Karnataka hijab ban | Wearing hijab is an expression of the self, says Sibal

The senior counsel says the Supreme Court should refer the case to a Constitution Bench

September 15, 2022 07:53 pm | Updated 08:05 pm IST - NEW DELHI

File photo of of Girls Islamic Organisation members staging a protest with posters stating “Hijab is my Dignity”, “My hijab my Rights”.

File photo of of Girls Islamic Organisation members staging a protest with posters stating “Hijab is my Dignity”, “My hijab my Rights”. | Photo Credit: MAHINSHA S

Hijab is a Muslim woman’s self-expression. She cannot be compelled by the state to shed her persona at the gates of her college, senior advocate Kapil Sibal told the Supreme Court on Thursday.

“As Polonius said in ‘Hamlet’, ‘clothes maketh the man’. Wearing hijab is an expression of what you are, where you are from, who you are. It is an expression of the self,” Mr. Sibal argued before a Bench of Justices Hemant Gupta and Sudhanshu Dhulia.

Watch | Karnataka’s hijab controversy explained

The senior counsel, appearing for a student-petitioner against Karnataka’s ban on wearing hijab in classrooms, said the Supreme Court should refer the case to a Constitution Bench, which should in turn first decide whether “wearing a dress is self-expression, which lies both at the heart of the fundamental rights of privacy and freedom of expression”. Hijab can be given the same protection as Sikh turbans and kirpans. Senior advocate Dushyant Dave too pushed for the court to refer the case to a Constitution Bench.

The petitioners were responding to a repeated question from the Bench as to “where is your right to wear a hijab to school”.

“Privacy and dignity is attached to your person and not to the place you go to… A convict does not shed his fundamental rights at the gates of the prison…”, advocate Shoeb Alam, for a student, said.

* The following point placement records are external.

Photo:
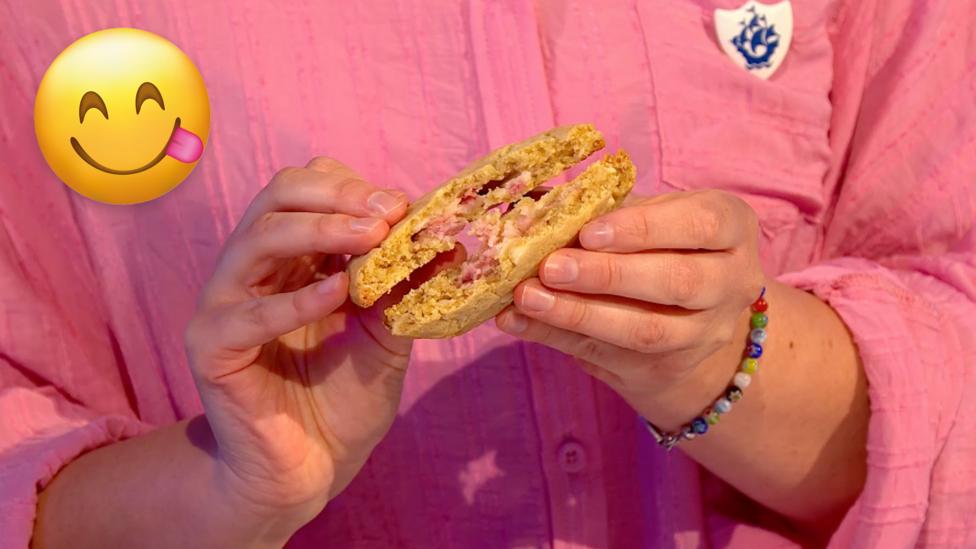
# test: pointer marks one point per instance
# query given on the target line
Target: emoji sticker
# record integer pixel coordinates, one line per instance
(122, 116)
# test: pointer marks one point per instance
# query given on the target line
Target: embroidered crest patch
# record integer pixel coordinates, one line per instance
(756, 36)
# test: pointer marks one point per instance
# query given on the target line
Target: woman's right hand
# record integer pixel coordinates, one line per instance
(298, 384)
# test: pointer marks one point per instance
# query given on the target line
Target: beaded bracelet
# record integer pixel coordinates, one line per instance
(733, 393)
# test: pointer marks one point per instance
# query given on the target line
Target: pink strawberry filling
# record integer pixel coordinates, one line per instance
(488, 229)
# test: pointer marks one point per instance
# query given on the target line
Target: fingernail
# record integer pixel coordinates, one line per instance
(363, 224)
(515, 323)
(537, 300)
(560, 270)
(328, 285)
(383, 202)
(596, 235)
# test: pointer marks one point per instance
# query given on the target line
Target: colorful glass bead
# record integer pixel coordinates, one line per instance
(722, 405)
(742, 379)
(759, 320)
(711, 416)
(754, 350)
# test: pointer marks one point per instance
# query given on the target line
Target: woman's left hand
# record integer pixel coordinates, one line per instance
(656, 288)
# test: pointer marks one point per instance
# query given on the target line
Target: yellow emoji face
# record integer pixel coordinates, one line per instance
(122, 116)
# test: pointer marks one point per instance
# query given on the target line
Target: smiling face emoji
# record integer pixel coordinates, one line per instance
(122, 116)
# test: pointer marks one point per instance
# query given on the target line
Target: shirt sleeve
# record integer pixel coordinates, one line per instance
(41, 432)
(897, 261)
(917, 341)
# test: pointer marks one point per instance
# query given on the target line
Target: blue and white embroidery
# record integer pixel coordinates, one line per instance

Mr. Alam said the state could not “barter” one fundamental right for the other. “The state cannot say I will give you education and in return you surrender your privacy, lay it on my doorstep. The school or the state can have no say to what extent I should clothe myself to feel safe. It is a matter of choice, of my discretion,” he contended.

Explained | What is the essential practice test?

Religious identity

Advocate Prashant Bhushan said the hijab, has over the years, acquired a religious identity, protected under Article 25 of the Constitution.

Advocate Thulasi K. Raj, for a petitioner, argued that state action motivated by the prejudice and patriarchal notions amounted to gender stereotyping.

“Discrimination on the ground of religion does not require a threshold as high as essential religious practice,” senior advocate Jayna Kothari submitted. The proscription against hijab in schools was both a religion and sex-based discrimination. Senior advocate Meenakshi Arora said the ban highlighted religious intolerance with school-going children at the centre of the controversy.

Senior advocate Colin Gonsalves said the Karnataka High Court’s observations overturning a Muslim student’s right to attend classes in hijab were “hurtful”. “The High Court said in schools there are no individual rights… The High Court said such ‘qualified spaces’ by their very nature repel the assertion of individual rights to the detriment of their general discipline and decorum. The use of such obscure terms like ‘qualified spaces’ conclude that constitutional and fundamental rights are somehow absent and are at a lower pedestal in schools, war rooms and defence camps,” Mr. Gonsalves submitted.

He said the High Court judgment gave the impression that “order” in schools was somehow threatened by a girl wearing a hijab.

Justice Dhulia wondered from where the concept of ‘qualified spaces’ came from.

“No child wearing hijab is saying I will not wear the school or college uniform. Their hijab symbolises the autonomy of the mind by giving expression to the autonomy of the body. They are saying ‘hijab is a part of me, part of my persona, my cultural tradition… Does that right stop at the college gates?” Mr. Sibal asked the court.